Null-eigenvalue localization of quantum walks on real-world complex networks

TL;DR

This paper reveals that real-world complex networks have high-dimensional null eigenspaces in their adjacency matrices, leading to localized quantum states that differ from Anderson localization, with implications for quantum walk dynamics.

Contribution

The study uncovers null-eigenvalue localization in complex networks and demonstrates its distinct nature from Anderson localization through quantum walk analysis.

Findings

Real-world networks have higher null eigenspaces than random networks.

Null eigenstates are strongly localized within network structures.

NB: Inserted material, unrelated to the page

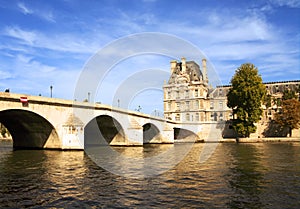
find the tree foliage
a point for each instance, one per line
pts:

Localization differs from Anderson localization by eigenvalue position and state decay.

Abstract

First we report that the adjacency matrices of real-world complex networks systematically have null eigenspaces with much higher dimensions than that of random networks. These null eigenvalues are caused by duplication mechanisms leading to structures with local symmetries which should be more present in complex organizations. The associated eigenvectors of these states are strongly localized. We then evaluate these microstructures in the context of quantum mechanics, demonstrating the previously mentioned localization by studying the spread of continuous-time quantum walks. This null-eigenvalue localization is essentially different from the Anderson localization in the following points: first, the eigenvalues do not lie on the edges of the density of states but at its center; second, the eigenstates do not decay exponentially and do not leak out of the symmetric structures. In this sense, it is closer to the bound state in continuum.